Most CFOs working on behalf of organizations earning at least $1 billion annually use multiple systems to manage their source-to-pay cycles, and nearly 60% of firms earning between $10 billion and $20 billion each year rely on at least five accounts payable (AP) systems.
Why does this matter? Because multiple systems can mean multiple points of vulnerability. Each system represents a door to potential interoperability or incompatibility problems that can ultimately cause AP processes to grind to a halt.
And that is exactly what is happening. As PYMNTS Intelligence revealed in “60 CFOs Can’t Be Wrong … AI Can Help Accounts Payable” — a report based on surveys with 60 chief financial officers representing U.S. companies that generate more than $1 billion annually — nearly two-thirds of the CFOs surveyed say that their companies were impacted by a source-to-pay cycle interruptions in the past year, and, as a result, the CFOs experienced payment execution and authorization delays.
Meanwhile, data also shows that only 17% of enterprise firms run their source-to-pay cycle largely free of human involvement, meaning the remaining 83% rely on manual processes rather than and may benefit from an automated, single-source AP system.
Inefficiencies such as these — multiple AP systems, manual processes — are likely the reason CFOs are increasingly embracing artificial intelligence (AI) to streamline their processes. Granted, some CFOs appear to be slower to implement AI depending on their past experiences with automation, which disfavors those with a larger number of systems in their AP processes. Among those CFOs who say that accessing AI for source-to-pay systems was not at all or slightly important to them, they all have two or more different AP systems.
But overall, most CFOs surveyed — 78% — say their access to AI technology is very or extremely important. Only 5% say the AI automation they are now using to support their AP cycle is not at all or only slightly important.
But AI is not only proving to be a preferred way for CFOs to manage their AP desks. Exclusive data that was not included in the report revealed that CFOs were deploying AI to improve a multitude of efficiencies across their organizations. As the figure above illustrates, 63% of CFOs say AI has reduced their need for lower-skill workers; however, the new technology may also require new skill sets. Fifty-eight percent of CFOs told us they need more analytically skilled employees.
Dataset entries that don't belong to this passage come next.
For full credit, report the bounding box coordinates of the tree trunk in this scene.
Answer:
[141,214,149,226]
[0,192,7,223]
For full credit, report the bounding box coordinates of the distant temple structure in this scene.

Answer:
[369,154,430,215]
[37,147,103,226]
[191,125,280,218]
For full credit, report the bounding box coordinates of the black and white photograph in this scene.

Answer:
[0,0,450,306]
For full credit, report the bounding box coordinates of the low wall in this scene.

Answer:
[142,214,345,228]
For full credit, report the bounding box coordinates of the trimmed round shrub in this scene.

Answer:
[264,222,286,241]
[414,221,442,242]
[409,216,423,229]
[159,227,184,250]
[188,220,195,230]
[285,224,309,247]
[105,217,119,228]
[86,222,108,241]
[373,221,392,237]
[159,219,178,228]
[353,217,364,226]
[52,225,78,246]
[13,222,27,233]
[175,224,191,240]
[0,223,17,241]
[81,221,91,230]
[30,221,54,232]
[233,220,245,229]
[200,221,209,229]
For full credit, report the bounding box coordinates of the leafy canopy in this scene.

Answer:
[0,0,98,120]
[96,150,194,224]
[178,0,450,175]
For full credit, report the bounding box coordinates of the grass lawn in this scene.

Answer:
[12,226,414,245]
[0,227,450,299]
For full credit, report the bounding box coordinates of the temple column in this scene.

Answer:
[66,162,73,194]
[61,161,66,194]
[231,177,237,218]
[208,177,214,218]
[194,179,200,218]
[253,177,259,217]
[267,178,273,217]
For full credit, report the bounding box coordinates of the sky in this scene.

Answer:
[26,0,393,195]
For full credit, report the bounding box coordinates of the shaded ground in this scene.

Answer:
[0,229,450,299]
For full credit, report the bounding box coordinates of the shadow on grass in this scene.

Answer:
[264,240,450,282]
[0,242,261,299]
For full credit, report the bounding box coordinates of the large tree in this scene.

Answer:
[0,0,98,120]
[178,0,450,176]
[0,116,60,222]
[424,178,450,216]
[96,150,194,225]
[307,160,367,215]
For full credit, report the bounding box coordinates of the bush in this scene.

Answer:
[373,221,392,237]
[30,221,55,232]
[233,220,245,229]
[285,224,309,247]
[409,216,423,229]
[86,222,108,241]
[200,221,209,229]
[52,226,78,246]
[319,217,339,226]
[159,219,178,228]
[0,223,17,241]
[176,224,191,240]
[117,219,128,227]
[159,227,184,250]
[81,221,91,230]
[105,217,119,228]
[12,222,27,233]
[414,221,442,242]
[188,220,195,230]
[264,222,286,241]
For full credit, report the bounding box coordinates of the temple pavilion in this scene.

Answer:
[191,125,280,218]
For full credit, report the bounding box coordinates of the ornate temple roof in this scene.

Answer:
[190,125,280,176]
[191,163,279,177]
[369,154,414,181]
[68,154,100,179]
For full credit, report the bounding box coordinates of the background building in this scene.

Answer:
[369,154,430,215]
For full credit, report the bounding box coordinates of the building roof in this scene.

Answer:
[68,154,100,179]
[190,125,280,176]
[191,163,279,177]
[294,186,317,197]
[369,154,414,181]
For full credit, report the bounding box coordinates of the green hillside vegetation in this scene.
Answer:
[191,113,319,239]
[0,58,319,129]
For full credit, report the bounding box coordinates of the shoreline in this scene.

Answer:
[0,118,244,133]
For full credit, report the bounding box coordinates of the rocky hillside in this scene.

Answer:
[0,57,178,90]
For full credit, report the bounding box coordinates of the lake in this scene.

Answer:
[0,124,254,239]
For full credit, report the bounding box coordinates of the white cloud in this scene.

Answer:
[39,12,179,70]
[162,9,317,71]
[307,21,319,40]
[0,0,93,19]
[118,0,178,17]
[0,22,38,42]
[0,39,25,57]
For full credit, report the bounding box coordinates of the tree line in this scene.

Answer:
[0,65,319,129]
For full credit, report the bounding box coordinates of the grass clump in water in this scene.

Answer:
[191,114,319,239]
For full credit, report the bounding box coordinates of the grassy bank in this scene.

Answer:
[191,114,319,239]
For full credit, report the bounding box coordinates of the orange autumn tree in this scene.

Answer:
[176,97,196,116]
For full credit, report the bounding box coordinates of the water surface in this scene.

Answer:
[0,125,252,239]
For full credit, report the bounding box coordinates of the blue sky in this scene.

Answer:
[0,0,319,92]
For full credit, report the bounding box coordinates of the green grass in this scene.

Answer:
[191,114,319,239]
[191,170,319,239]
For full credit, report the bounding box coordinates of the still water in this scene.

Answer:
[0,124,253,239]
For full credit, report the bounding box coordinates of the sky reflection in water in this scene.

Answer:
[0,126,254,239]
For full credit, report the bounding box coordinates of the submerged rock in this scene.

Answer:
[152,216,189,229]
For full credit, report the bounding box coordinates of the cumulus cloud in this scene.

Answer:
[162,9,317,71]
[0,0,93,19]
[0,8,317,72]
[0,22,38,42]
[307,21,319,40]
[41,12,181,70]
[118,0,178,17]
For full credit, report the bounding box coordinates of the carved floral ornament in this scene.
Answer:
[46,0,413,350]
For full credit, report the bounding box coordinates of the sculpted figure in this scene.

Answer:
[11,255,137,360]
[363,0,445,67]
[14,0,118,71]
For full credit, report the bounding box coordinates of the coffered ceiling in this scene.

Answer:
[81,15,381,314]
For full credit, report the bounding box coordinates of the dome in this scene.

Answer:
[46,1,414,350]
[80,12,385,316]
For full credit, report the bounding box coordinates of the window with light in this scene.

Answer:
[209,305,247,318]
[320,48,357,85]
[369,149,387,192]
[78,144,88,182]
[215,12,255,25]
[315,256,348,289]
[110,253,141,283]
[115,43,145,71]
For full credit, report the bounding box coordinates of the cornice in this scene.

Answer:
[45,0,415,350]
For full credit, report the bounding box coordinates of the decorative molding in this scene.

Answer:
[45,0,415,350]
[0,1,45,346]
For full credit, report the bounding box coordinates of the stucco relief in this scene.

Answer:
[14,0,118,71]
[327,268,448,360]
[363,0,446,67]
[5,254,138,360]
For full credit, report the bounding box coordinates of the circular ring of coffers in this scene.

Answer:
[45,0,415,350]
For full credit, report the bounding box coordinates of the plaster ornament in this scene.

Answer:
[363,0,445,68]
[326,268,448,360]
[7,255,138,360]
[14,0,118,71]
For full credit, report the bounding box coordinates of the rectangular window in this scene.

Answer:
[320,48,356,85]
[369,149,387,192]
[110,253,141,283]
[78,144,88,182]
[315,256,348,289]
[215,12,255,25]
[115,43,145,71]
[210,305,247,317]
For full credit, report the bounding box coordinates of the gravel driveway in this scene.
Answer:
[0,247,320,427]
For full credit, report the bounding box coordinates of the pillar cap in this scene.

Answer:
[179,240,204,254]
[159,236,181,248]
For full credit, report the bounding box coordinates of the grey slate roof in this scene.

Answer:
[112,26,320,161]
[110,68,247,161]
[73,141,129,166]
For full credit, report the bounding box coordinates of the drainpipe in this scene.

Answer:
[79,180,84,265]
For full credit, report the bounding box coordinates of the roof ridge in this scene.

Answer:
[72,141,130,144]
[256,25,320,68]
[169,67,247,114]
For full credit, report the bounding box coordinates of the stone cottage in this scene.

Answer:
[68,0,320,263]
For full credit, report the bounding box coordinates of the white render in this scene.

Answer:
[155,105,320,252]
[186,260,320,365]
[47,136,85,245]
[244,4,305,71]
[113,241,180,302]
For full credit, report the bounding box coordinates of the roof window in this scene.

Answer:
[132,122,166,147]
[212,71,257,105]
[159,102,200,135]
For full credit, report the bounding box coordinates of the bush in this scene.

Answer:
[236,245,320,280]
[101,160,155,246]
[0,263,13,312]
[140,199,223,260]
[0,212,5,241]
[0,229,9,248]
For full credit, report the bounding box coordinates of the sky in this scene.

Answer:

As the figure below shows, personal needs vary depending on the complexity of the AI applications in use. Seventy-two percent of those with highly complex needs say their need for lower-skilled workers has dropped, while 76% of those using AI applications with medium complexities have had to increase their lower-skilled worker headcounts.
Despite the number of organizations already using AI, we are still on the front end of the AI revolution. The numbers findings from our report represent an early dispatch from that revolution. As applications for AI mature, the needs of all companies, large and small, will continue to evolve. However, one thing is clear: we are beginning to see the potential of AI.